Il presidente venezuelano Nicolás Maduro ha annunciato il dispiegamento di 25mila soldati lungo confini e coste del Paese, mentre la flotta statunitense, con 4.500 militari e unità da guerra, pattuglia le acque caraibiche. Intanto Trump minaccia abbattimenti e raid contro obiettivi ritenuti legati al narcotraffico
Le tensioni nei Caraibi non accennano a diminuire. Dopo l’affondamento, da parte di un vascello della US Navy, di un’imbarcazione di narcotrafficanti venezuelani ritenuti da Washington collegati al governo di Caracas, lo scontro tra Stati Uniti e Venezuela è entrato in una nuova fase di escalation militare e politica.

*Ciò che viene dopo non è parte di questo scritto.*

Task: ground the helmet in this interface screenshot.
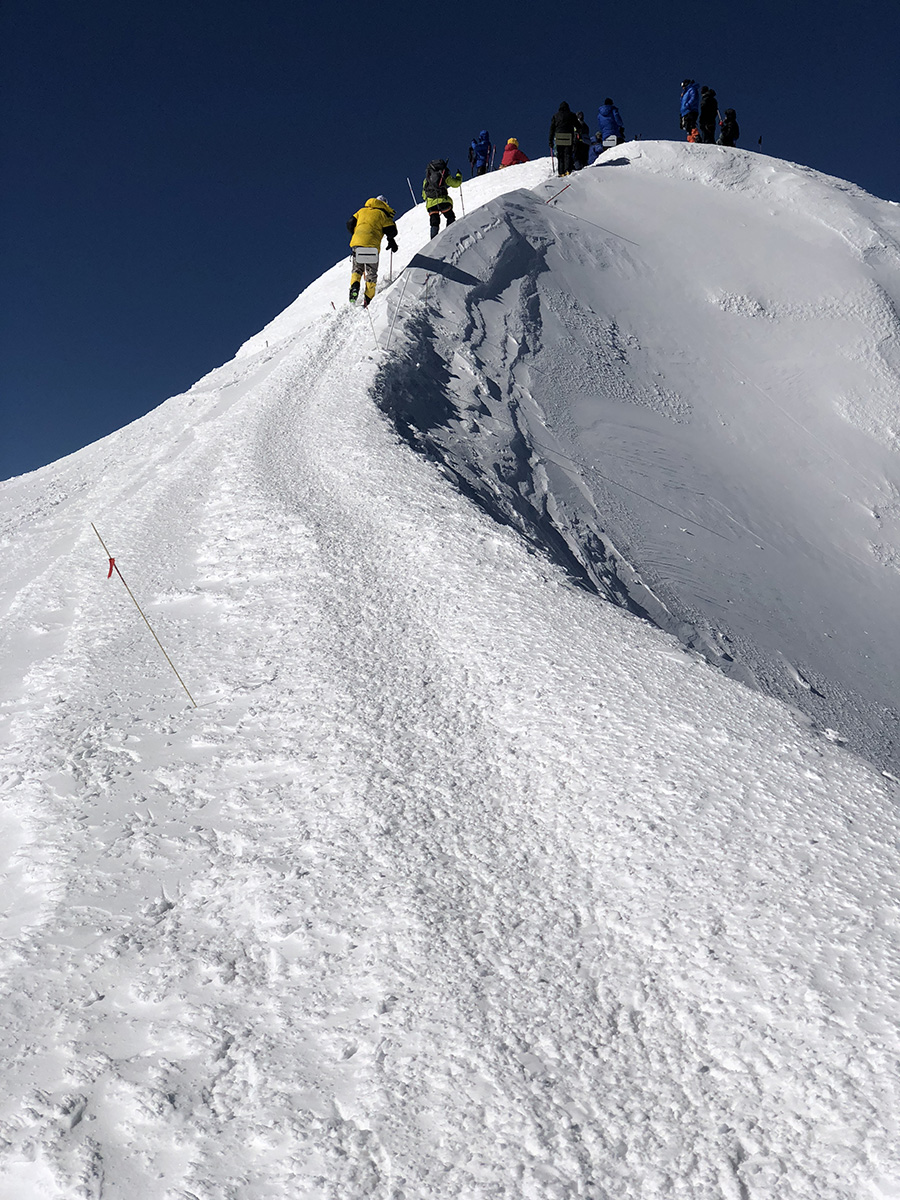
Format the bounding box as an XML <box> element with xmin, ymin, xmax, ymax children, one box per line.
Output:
<box><xmin>376</xmin><ymin>195</ymin><xmax>388</xmax><ymax>203</ymax></box>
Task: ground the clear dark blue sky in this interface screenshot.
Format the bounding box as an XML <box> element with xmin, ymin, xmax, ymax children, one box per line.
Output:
<box><xmin>4</xmin><ymin>0</ymin><xmax>899</xmax><ymax>480</ymax></box>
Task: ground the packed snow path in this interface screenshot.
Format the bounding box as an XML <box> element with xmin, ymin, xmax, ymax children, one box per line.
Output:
<box><xmin>1</xmin><ymin>149</ymin><xmax>899</xmax><ymax>1199</ymax></box>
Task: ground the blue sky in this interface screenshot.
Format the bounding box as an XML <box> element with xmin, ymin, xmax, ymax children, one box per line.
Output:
<box><xmin>4</xmin><ymin>0</ymin><xmax>900</xmax><ymax>480</ymax></box>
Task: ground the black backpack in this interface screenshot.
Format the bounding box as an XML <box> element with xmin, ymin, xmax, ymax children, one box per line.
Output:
<box><xmin>424</xmin><ymin>159</ymin><xmax>448</xmax><ymax>199</ymax></box>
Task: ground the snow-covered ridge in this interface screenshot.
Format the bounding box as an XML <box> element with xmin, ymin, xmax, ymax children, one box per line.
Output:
<box><xmin>371</xmin><ymin>142</ymin><xmax>900</xmax><ymax>770</ymax></box>
<box><xmin>1</xmin><ymin>142</ymin><xmax>900</xmax><ymax>1199</ymax></box>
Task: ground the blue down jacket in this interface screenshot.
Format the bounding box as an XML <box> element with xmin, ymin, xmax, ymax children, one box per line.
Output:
<box><xmin>596</xmin><ymin>103</ymin><xmax>624</xmax><ymax>141</ymax></box>
<box><xmin>680</xmin><ymin>81</ymin><xmax>700</xmax><ymax>117</ymax></box>
<box><xmin>469</xmin><ymin>130</ymin><xmax>492</xmax><ymax>167</ymax></box>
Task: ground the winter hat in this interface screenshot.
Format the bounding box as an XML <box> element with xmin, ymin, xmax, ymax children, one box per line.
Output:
<box><xmin>507</xmin><ymin>137</ymin><xmax>518</xmax><ymax>145</ymax></box>
<box><xmin>604</xmin><ymin>97</ymin><xmax>614</xmax><ymax>105</ymax></box>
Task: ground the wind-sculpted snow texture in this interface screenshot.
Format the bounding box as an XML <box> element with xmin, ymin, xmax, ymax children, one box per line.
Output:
<box><xmin>1</xmin><ymin>148</ymin><xmax>900</xmax><ymax>1199</ymax></box>
<box><xmin>377</xmin><ymin>142</ymin><xmax>900</xmax><ymax>772</ymax></box>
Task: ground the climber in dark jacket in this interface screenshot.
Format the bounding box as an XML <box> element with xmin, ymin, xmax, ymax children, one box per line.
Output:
<box><xmin>549</xmin><ymin>101</ymin><xmax>580</xmax><ymax>176</ymax></box>
<box><xmin>573</xmin><ymin>110</ymin><xmax>591</xmax><ymax>169</ymax></box>
<box><xmin>717</xmin><ymin>108</ymin><xmax>740</xmax><ymax>146</ymax></box>
<box><xmin>699</xmin><ymin>86</ymin><xmax>718</xmax><ymax>143</ymax></box>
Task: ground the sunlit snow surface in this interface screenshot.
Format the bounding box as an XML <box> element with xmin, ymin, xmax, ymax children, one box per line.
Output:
<box><xmin>1</xmin><ymin>145</ymin><xmax>900</xmax><ymax>1199</ymax></box>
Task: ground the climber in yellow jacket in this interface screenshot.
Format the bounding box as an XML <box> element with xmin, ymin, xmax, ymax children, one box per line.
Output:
<box><xmin>346</xmin><ymin>196</ymin><xmax>398</xmax><ymax>306</ymax></box>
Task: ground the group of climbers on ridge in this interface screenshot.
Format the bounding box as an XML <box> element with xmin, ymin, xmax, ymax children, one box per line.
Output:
<box><xmin>346</xmin><ymin>80</ymin><xmax>743</xmax><ymax>302</ymax></box>
<box><xmin>548</xmin><ymin>99</ymin><xmax>625</xmax><ymax>176</ymax></box>
<box><xmin>679</xmin><ymin>80</ymin><xmax>739</xmax><ymax>145</ymax></box>
<box><xmin>344</xmin><ymin>157</ymin><xmax>466</xmax><ymax>305</ymax></box>
<box><xmin>468</xmin><ymin>131</ymin><xmax>531</xmax><ymax>174</ymax></box>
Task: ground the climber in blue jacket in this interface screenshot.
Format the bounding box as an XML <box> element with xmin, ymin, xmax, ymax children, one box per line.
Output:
<box><xmin>468</xmin><ymin>130</ymin><xmax>493</xmax><ymax>176</ymax></box>
<box><xmin>596</xmin><ymin>98</ymin><xmax>625</xmax><ymax>145</ymax></box>
<box><xmin>680</xmin><ymin>79</ymin><xmax>700</xmax><ymax>137</ymax></box>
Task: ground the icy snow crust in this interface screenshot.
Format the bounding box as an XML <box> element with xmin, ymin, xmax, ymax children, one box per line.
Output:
<box><xmin>1</xmin><ymin>144</ymin><xmax>899</xmax><ymax>1197</ymax></box>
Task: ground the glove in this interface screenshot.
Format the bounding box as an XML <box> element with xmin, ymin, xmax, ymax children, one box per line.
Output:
<box><xmin>387</xmin><ymin>239</ymin><xmax>398</xmax><ymax>253</ymax></box>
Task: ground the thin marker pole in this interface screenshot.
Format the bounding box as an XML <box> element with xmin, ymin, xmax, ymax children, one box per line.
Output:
<box><xmin>546</xmin><ymin>182</ymin><xmax>573</xmax><ymax>204</ymax></box>
<box><xmin>91</xmin><ymin>523</ymin><xmax>198</xmax><ymax>708</ymax></box>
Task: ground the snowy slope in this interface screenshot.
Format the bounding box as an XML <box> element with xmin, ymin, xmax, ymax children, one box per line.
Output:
<box><xmin>376</xmin><ymin>143</ymin><xmax>900</xmax><ymax>771</ymax></box>
<box><xmin>1</xmin><ymin>149</ymin><xmax>900</xmax><ymax>1200</ymax></box>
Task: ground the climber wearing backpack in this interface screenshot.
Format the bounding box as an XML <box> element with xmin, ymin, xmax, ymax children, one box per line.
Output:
<box><xmin>549</xmin><ymin>101</ymin><xmax>580</xmax><ymax>176</ymax></box>
<box><xmin>468</xmin><ymin>130</ymin><xmax>493</xmax><ymax>176</ymax></box>
<box><xmin>422</xmin><ymin>159</ymin><xmax>463</xmax><ymax>239</ymax></box>
<box><xmin>346</xmin><ymin>195</ymin><xmax>398</xmax><ymax>307</ymax></box>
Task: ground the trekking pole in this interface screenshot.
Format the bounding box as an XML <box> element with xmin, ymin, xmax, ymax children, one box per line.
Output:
<box><xmin>91</xmin><ymin>523</ymin><xmax>198</xmax><ymax>708</ymax></box>
<box><xmin>388</xmin><ymin>250</ymin><xmax>393</xmax><ymax>284</ymax></box>
<box><xmin>407</xmin><ymin>176</ymin><xmax>418</xmax><ymax>206</ymax></box>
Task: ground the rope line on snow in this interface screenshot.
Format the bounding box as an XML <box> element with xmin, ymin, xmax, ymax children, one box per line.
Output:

Il presidente venezuelano Nicolás Maduro ha annunciato il dispiegamento di 25.000 membri della Forza Armata Nazionale Bolivariana (Fanb) lungo le coste e negli stati confinanti con la Colombia, presentando la mossa come una misura necessaria a difendere la sovranità nazionale e a garantire la sicurezza del Paese. “Ho ordinato il dispiegamento di 25.000 uomini e donne della nostra gloriosa Fanbd”, ha dichiarato il leader chavista, confermando le parole già pronunciate in precedenza dal ministro della Difesa Vladimir Padrino López. Le aree di rinforzo riguardano la cosiddetta “Zona di Pace Binazionale” al confine con la Colombia, la fascia costiera caraibica dove si trovano le principali raffinerie di petrolio e l’estremità orientale del Paese, nei pressi del confine con la Guyana. Maduro ha parlato apertamente di una mobilitazione incentrata sulla difesa del territorio di fronte alle mosse di Washington, che negli ultimi giorni ha rafforzato la sua presenza navale nei pressi del Venezuela. “L’obiettivo primario di questa mobilitazione è la difesa della sovranità nazionale, la sicurezza del Paese e la lotta per la pace”, ha ribadito il presidente.

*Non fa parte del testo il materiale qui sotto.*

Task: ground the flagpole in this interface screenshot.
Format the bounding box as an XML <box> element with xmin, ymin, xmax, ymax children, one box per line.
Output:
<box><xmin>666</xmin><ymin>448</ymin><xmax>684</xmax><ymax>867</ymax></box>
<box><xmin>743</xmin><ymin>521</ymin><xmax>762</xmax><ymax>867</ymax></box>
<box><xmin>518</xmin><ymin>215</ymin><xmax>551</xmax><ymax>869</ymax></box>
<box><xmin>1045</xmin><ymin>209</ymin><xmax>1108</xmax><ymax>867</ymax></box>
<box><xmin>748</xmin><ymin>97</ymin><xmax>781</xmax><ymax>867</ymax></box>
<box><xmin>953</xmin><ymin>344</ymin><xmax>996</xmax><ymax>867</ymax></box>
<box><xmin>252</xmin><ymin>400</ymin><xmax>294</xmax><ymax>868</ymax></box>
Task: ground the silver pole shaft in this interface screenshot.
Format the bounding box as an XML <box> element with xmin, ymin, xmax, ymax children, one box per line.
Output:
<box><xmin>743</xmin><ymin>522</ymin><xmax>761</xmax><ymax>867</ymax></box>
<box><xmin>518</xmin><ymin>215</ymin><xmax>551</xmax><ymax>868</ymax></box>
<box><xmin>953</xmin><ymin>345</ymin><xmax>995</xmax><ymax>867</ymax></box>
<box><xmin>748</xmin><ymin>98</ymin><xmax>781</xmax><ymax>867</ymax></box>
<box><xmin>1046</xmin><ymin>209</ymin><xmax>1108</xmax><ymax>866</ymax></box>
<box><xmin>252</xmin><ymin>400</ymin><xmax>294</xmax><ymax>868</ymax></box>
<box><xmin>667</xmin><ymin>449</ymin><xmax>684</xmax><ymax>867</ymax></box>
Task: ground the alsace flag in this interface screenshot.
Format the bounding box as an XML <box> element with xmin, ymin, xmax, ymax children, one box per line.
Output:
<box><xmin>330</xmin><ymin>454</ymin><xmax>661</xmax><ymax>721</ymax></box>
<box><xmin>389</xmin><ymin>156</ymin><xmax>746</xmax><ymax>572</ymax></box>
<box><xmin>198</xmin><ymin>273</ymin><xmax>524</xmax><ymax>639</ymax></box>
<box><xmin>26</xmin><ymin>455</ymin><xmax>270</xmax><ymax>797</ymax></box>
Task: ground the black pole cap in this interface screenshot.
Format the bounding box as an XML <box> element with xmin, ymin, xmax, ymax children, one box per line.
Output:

Dal canto suo, il presidente statunitense Donald Trump ha minacciato di abbattere aerei venezuelani ritenuti pericolosi per le operazioni della marina americana. Fonti interne alla sua amministrazione non hanno escluso attacchi mirati sul territorio venezuelano contro infrastrutture considerate parte dell’economia dei cartelli della droga. Caracas respinge con forza tali accuse. La vicepresidente e ministra del Petrolio Delcy Rodríguez ha citato un rapporto delle Nazioni Unite per sostenere che il Venezuela non sia un hub significativo del narcotraffico, definendo l’operazione statunitense “una farsa” e “una menzogna totale volta esclusivamente ad attaccare il Venezuela”.
Il Pentagono ha dispiegato di fronte alle coste venezuelane una flotta composta da tre navi da guerra, sottomarini nucleari, aerei da ricognizione P-8 Poseidon, un cacciatorpediniere e un’unità missilistica. In totale, circa 4.500 militari statunitensi sono stati mobilitati, tra cui 2.200 marines. La missione, secondo la versione ufficiale, avrebbe lo scopo di monitorare e contrastare le rotte del narcotraffico.
Ad accrescere ulteriormente la tensione è stata la visita a Porto Rico del segretario di Guerra statunitense, Pete Hegseth, accompagnato dal Capo di Stato Maggiore congiunto delle Forze Armate, Dan Caine. La governatrice dell’isola, Jenniffer González, ha accolto la delegazione sottolineando “il valore strategico di Porto Rico per la sicurezza nazionale degli Stati Uniti e la lotta contro i cartelli della droga perpetrati dal narco-dittatore Nicolás Maduro”.